Visual Studio Code 1.115 is a release that makes one thing hard to miss: the editor is no longer treating AI as a side panel feature. Microsoft is pushing toward an agent-native workflow where the assistant has its own companion app, better browser tooling, and a more usable path into background terminals.
That matters because the biggest friction in AI-assisted development is no longer raw model quality. It is coordination. Developers need a clean way to split work, review changes, keep context across repos, and move between human control and agent execution without feeling like they are fighting the interface. VS Code 1.115 is clearly designed around that problem.
A companion app for agent-native work
The headline addition is the new VS Code Agents preview app. It ships alongside VS Code Insiders and is built to let agents run in parallel across projects, each isolated in its own worktree. Instead of keeping every task inside one chat window, the app is designed for session management, review, and handoff.
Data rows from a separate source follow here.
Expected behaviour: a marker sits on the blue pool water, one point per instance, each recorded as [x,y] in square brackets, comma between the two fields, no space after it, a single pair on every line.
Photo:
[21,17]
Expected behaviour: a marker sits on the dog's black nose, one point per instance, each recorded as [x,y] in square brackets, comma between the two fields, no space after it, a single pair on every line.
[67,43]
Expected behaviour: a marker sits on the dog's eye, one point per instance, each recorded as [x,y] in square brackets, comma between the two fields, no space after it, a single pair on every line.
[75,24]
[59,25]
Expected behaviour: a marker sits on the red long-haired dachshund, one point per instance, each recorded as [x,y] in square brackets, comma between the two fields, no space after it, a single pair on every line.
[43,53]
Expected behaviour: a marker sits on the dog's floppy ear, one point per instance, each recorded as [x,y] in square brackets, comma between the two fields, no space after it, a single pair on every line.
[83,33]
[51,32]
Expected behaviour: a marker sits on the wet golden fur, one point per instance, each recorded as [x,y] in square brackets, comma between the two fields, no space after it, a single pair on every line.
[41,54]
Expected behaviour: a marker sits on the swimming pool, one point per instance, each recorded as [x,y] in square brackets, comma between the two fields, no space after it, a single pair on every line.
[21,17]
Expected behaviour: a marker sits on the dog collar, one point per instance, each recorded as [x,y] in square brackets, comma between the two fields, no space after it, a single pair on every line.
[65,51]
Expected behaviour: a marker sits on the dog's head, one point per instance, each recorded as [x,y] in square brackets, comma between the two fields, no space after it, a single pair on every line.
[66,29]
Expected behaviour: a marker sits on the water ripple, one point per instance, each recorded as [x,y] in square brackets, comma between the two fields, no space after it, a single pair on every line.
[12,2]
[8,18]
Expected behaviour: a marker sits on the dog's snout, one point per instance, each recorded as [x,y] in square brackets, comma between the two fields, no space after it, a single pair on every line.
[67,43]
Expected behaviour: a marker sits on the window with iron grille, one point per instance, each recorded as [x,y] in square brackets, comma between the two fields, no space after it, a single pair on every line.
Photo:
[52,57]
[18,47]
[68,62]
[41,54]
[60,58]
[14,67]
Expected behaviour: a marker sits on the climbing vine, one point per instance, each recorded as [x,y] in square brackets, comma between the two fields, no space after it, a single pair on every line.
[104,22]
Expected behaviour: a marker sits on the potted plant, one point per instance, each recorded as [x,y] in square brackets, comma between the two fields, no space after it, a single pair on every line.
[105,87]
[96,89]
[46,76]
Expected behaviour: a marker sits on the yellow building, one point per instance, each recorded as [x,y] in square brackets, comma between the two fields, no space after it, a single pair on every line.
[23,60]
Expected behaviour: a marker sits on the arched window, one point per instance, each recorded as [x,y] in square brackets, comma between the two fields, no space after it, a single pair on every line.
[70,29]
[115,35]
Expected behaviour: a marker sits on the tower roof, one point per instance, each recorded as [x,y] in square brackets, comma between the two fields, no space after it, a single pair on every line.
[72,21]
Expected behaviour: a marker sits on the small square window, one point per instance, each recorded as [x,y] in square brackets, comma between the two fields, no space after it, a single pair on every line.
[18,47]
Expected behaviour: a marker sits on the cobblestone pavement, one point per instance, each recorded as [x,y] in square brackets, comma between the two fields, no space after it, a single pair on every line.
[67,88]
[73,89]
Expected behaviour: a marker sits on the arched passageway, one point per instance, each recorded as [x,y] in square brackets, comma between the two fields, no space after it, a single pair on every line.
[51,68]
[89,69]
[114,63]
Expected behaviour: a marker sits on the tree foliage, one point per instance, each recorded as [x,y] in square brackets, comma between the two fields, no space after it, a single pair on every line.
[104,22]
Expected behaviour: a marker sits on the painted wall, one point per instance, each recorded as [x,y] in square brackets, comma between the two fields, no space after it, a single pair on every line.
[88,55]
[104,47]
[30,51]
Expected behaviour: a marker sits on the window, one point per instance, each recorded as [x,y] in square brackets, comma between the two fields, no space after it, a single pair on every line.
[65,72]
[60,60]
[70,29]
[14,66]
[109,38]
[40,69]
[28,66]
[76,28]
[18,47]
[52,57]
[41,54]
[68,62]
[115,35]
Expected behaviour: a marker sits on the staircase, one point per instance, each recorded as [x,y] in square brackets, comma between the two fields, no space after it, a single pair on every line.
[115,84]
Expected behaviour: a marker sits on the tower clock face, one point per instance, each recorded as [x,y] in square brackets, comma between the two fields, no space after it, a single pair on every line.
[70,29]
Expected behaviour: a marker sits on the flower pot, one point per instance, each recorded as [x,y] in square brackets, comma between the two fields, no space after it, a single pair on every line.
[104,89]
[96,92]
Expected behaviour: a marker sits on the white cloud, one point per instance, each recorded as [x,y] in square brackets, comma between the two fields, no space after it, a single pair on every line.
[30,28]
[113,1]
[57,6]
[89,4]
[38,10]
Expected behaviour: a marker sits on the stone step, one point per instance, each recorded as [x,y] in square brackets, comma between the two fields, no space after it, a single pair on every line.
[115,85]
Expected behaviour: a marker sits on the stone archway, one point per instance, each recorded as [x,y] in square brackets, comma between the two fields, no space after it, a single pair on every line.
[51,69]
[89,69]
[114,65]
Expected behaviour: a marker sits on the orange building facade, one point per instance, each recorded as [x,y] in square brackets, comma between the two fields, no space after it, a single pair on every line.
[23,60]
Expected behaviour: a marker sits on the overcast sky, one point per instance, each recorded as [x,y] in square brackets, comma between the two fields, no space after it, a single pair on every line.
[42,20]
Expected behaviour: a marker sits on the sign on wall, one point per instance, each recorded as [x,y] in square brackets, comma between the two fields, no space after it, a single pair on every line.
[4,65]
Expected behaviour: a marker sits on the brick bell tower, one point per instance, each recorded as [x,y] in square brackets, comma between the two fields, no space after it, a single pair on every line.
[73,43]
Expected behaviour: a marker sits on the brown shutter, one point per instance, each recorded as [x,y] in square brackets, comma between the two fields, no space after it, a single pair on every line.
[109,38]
That design choice is important. A lot of AI coding tools still feel like a prompt box attached to an editor. VS Code is moving in the opposite direction: the agent becomes a first-class participant in the development workflow, with its own space for sessions, diffs, feedback, and pull requests. For teams experimenting with multi-repo automation, that is a much more realistic operating model.
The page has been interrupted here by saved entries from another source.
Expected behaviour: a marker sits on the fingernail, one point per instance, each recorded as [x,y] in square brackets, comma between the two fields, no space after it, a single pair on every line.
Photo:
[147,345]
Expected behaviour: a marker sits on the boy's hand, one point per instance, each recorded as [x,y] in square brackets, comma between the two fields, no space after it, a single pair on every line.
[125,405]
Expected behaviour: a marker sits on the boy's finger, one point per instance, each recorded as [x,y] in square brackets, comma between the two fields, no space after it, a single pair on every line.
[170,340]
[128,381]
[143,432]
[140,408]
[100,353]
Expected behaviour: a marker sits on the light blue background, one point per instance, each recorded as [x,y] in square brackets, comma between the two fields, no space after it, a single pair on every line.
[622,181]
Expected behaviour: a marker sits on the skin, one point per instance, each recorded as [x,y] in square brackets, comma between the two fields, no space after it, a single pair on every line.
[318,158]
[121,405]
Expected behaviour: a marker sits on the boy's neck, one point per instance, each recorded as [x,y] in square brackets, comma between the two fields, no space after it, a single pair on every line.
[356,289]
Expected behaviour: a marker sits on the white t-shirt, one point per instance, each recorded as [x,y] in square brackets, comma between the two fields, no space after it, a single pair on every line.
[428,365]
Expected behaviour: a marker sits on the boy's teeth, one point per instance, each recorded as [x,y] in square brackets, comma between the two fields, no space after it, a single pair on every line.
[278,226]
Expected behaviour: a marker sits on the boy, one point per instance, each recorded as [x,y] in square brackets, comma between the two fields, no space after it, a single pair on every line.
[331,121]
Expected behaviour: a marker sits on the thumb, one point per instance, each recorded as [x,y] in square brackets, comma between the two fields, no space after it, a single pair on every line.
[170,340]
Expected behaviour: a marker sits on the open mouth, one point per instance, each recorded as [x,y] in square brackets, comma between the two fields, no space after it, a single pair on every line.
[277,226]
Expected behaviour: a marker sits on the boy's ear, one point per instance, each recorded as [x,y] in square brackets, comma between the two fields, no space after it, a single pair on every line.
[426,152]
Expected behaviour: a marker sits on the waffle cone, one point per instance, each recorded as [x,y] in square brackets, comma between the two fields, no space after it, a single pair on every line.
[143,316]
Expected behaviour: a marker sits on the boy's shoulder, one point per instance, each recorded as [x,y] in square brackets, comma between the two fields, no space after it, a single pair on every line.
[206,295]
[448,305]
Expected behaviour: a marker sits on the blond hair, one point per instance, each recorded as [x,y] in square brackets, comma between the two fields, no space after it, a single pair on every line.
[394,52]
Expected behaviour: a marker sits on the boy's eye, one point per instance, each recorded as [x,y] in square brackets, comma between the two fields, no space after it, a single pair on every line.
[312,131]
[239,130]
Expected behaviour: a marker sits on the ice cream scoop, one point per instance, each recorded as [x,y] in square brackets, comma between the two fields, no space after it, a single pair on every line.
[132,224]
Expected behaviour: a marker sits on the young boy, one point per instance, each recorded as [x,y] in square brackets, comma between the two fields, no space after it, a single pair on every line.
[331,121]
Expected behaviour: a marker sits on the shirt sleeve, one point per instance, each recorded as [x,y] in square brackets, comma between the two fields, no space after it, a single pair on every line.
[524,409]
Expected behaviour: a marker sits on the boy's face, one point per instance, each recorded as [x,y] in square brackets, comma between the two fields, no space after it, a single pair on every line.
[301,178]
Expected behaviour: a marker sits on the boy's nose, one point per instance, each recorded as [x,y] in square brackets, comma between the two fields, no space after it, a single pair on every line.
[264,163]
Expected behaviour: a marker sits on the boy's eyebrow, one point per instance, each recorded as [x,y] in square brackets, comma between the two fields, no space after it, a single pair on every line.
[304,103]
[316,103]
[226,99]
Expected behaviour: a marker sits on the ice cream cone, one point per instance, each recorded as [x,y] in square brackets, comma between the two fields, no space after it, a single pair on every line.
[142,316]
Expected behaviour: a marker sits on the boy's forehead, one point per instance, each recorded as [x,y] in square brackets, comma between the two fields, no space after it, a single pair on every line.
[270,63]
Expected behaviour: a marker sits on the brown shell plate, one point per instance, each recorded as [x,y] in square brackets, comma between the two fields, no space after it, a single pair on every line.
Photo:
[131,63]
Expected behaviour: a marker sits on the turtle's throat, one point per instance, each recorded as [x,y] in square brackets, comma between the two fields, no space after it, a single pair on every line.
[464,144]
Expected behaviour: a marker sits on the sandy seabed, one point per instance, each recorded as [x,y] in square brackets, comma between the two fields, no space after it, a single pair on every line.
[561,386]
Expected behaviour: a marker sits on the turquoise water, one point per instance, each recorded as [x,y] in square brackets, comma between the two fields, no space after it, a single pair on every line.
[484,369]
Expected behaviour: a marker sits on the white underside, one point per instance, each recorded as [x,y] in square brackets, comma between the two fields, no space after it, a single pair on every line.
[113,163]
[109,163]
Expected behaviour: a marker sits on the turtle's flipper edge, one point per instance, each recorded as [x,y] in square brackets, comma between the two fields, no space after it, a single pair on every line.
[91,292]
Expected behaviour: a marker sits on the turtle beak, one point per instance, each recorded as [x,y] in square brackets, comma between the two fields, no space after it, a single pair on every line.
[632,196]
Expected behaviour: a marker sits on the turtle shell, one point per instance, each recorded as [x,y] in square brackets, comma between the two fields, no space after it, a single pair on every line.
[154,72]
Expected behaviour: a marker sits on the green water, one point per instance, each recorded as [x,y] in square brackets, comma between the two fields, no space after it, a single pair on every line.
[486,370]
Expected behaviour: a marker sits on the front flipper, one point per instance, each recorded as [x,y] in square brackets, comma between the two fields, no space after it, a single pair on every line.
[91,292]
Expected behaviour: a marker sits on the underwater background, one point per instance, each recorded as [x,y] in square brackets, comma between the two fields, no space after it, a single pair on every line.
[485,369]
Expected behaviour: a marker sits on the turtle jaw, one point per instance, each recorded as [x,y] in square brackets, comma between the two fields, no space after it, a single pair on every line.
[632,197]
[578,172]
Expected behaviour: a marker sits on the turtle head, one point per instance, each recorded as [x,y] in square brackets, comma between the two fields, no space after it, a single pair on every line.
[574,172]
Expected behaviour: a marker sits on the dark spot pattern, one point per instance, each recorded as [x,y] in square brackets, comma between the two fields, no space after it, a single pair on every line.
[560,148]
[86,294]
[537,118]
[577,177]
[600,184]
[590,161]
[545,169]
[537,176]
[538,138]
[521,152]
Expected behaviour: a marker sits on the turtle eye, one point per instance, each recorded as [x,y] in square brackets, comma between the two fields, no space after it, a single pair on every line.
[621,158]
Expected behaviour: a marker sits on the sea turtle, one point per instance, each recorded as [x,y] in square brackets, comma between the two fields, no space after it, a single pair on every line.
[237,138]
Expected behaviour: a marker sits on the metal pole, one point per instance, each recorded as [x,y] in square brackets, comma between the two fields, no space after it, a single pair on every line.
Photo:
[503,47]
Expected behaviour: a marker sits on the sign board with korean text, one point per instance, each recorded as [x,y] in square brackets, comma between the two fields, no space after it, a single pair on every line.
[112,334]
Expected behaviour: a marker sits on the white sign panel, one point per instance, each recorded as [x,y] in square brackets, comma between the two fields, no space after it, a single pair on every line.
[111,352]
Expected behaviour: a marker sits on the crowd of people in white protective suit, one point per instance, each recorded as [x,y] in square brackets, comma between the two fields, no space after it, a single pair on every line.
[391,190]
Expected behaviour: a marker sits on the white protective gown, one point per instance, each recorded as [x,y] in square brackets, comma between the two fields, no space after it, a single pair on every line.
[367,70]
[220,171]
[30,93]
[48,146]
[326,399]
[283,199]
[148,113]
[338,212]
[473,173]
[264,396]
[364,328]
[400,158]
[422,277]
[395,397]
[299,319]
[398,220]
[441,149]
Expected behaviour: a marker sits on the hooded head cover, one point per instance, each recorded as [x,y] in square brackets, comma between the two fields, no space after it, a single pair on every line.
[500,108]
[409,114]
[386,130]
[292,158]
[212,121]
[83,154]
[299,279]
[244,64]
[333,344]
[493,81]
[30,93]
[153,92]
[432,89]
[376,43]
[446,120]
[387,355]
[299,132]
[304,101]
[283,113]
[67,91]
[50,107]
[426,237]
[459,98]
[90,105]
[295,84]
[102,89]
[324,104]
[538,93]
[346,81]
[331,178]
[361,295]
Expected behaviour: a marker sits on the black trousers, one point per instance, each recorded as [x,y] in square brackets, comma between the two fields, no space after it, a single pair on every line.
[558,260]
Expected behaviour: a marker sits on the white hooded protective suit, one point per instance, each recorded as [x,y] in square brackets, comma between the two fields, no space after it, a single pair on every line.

It also lowers the barrier to repeatable agent work. Custom instructions, prompt files, custom agents, MCP servers, hooks, plugins, and existing VS Code personalization all carry over into the new app. In practice, that means teams can reuse the same conventions they already depend on, instead of rebuilding a new operating ritual for every model or interface.
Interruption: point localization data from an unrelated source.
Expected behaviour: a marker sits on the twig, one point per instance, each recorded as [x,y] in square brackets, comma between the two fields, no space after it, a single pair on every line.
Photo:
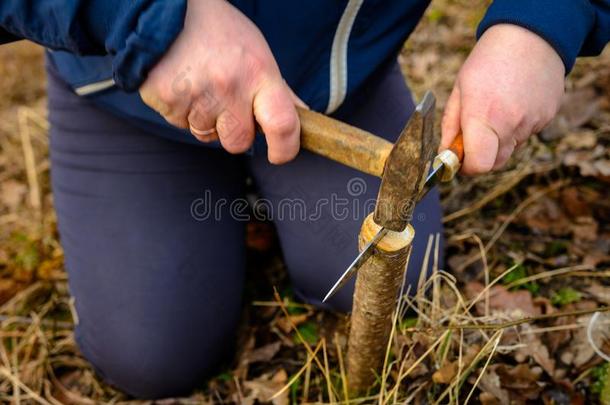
[30,160]
[524,204]
[497,191]
[529,319]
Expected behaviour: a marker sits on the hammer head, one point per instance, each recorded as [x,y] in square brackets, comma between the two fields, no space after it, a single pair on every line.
[406,167]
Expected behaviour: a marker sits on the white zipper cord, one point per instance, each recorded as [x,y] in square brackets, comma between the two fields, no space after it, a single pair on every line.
[338,56]
[94,87]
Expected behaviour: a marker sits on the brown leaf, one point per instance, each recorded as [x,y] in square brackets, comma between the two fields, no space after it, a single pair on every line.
[600,292]
[545,216]
[8,288]
[515,303]
[584,228]
[584,139]
[579,352]
[578,108]
[264,353]
[574,203]
[266,386]
[534,348]
[490,384]
[286,324]
[521,380]
[446,373]
[12,193]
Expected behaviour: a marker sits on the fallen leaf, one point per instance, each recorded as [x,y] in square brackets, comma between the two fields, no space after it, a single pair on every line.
[491,385]
[265,387]
[534,348]
[286,324]
[12,193]
[513,303]
[580,348]
[574,203]
[521,381]
[446,373]
[600,292]
[584,139]
[264,353]
[585,228]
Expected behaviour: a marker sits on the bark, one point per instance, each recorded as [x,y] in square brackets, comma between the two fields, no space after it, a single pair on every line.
[375,297]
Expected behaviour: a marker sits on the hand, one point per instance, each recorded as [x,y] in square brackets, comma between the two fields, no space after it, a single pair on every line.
[218,76]
[510,87]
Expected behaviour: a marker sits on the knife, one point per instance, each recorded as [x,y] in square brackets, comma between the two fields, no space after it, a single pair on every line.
[444,167]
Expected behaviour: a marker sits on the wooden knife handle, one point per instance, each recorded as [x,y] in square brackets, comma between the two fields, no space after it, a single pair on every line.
[343,143]
[457,146]
[451,158]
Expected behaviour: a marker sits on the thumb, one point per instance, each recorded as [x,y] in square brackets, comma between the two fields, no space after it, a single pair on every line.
[274,110]
[481,145]
[450,126]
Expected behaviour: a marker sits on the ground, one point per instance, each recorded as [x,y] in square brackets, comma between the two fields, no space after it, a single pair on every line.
[507,320]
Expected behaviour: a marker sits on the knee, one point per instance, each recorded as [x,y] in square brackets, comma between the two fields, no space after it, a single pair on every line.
[156,366]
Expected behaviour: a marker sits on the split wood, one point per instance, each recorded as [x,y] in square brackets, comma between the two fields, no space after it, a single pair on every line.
[377,288]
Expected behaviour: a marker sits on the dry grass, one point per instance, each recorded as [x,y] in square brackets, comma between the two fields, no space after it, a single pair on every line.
[448,344]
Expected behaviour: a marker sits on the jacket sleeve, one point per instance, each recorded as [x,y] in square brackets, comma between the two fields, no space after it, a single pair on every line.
[572,27]
[135,33]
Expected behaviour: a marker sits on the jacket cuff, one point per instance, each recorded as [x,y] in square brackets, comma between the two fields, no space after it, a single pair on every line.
[136,33]
[564,24]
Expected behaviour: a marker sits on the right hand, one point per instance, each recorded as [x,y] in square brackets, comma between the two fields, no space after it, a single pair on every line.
[220,75]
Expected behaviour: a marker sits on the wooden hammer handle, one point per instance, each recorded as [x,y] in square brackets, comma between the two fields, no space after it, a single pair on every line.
[343,143]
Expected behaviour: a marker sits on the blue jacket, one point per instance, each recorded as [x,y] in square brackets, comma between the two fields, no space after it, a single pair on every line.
[326,49]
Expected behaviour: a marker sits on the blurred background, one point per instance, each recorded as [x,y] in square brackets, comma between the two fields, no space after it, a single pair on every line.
[546,218]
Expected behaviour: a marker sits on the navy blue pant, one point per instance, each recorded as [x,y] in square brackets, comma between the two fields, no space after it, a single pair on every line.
[156,275]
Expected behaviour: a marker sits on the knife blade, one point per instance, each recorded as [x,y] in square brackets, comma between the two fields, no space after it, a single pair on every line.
[436,176]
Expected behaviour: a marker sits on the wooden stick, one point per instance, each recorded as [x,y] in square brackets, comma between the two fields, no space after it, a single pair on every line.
[377,287]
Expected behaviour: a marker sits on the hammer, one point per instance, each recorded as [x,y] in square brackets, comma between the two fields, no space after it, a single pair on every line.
[402,166]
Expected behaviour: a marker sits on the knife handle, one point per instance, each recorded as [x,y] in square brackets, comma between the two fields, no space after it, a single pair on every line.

The browser and terminal are getting smarter too
VS Code 1.115 also tightens the loop around two places where coding agents usually lose time: the browser and the terminal. Browser tool calls now have clearer labels and direct links to the target tab, while long-running Playwright scripts can return deferred results for later polling. That may sound small, but it reduces the kind of ambiguity that makes agent runs hard to supervise.
The terminal side is even more consequential. Background terminals are no longer effectively dead ends when an agent needs to keep talking to a process after a timeout. With the new send-to-terminal capability, the agent can continue interacting with background shells, including cases like an SSH session waiting for a password prompt.
Microsoft also added experimental background notifications so the agent can be alerted when a command finishes or needs input. That pushes VS Code closer to an event-driven agent environment, where the model does not have to keep polling blindly just to know what happened.
Why enterprises should care
Another notable change is bring-your-own-key support for Copilot Business and Enterprise users. That is not just a billing detail. It gives organizations more control over how model access is configured while still using the Copilot workflow inside the editor.
For larger teams, that combination of agent workflows, browser integration, terminal control, and key management is a signal that agentic coding is moving out of the demo stage. The practical questions are becoming more operational: how do you route work between human and agent, how do you audit what happened, how do you prevent brittle one-off prompts from becoming institutional chaos, and how do you keep the toolchain portable?
VS Code 1.115 does not answer all of those questions, but it does show where the platform is heading. The future Microsoft is designing is not a chatbot attached to an IDE. It is an IDE plus an agent workspace, with shared context, better execution surfaces, and fewer seams between editing, testing, review, and handoff.
That is the real story in this release. It is less about any one feature and more about the shape of the workflow that those features imply. The next phase of AI-assisted development is not just faster autocomplete. It is a development environment that assumes agents will be executing, reviewing, and coordinating work continuously.